Peters ist Geschäftsführer des FC Schalke 04 und zudem Mitglied im Vorstand der Deutschen Fußball Liga. Er debattierte vor einigen Tagen mit Schicksalsgenossen aus der Branche öffentlich unter dem Motto "Quo vadis, Bundesliga?".

Vor knapp einem Jahr hätte man die Frage noch eindeutig beantworten können: Die Bundesliga läuft direkt in die Arme von Leo Kirch. Dem Mann, der in seiner Vergangenheit als mächtigster Medienunternehmer Deutschlands dem Fußball erst Rekordeinnahmen bescherte und dann einige Vereine fast mit in seine Pleite riss.

Er und sein designierter Nachfolger Dieter Hahn hatten die Liga überzeugt, sich von ihrer Sirius SportMedia vermarkten zu lassen. Sie versprachen vom Sommer 2009 an durchschnittlich 500 Millionen pro Saison, garantiert von einer Bank. Der Plan: Kirch und Hahn zielten auf mehr Exklusivität fürs Bezahlfernsehen Premiere und weniger Sportschau. Überdies sollte eine neue Produktionsfirma aufgebaut werden. Mit der hätte Kirch den Abnehmern eine fertige Fußball-Berichterstattung verkaufen können. Dann hätten auch kleinere Netzbetreiber ohne Redaktion beim Poker um die Fernsehrechte am Fußball mitbieten können. Der Wettbewerb wäre schärfer geworden, so das Kalkül, und die Preise wären gestiegen.

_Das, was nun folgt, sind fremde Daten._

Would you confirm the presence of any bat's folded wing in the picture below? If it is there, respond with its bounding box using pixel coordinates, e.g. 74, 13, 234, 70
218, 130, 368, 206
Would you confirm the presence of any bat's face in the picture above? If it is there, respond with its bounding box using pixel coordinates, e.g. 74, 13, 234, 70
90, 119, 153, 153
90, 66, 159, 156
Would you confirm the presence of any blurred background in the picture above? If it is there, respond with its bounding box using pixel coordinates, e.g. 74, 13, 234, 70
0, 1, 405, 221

Doch das Kartellamt vereitelte den Plan vor einigen Wochen. Es schrieb konkrete Zeiten für die Verwertung im Free-TV aus – quasi eine Bestandsgarantie für die Sportschau. Das Vermarktungskartell soll so auch den Verbrauchern nutzen. Das Sirius-Konzept schien damit tot zu sein.

Einen niedrigen zweistelligen Millionenbetrag hat das Projekt nach Information der ZEIT bislang verschlungen. Die stolze Summe lässt sich nicht allein auf die rund 15 Mann zurückführen, die in München in der Kardinal-Faulhaber-Straße arbeiten. Ein Heer von Beratern stand ihnen zu Seite, offenbar zu hohen Stundensätzen.

Und jetzt? Geht wohl alles zurück auf Start.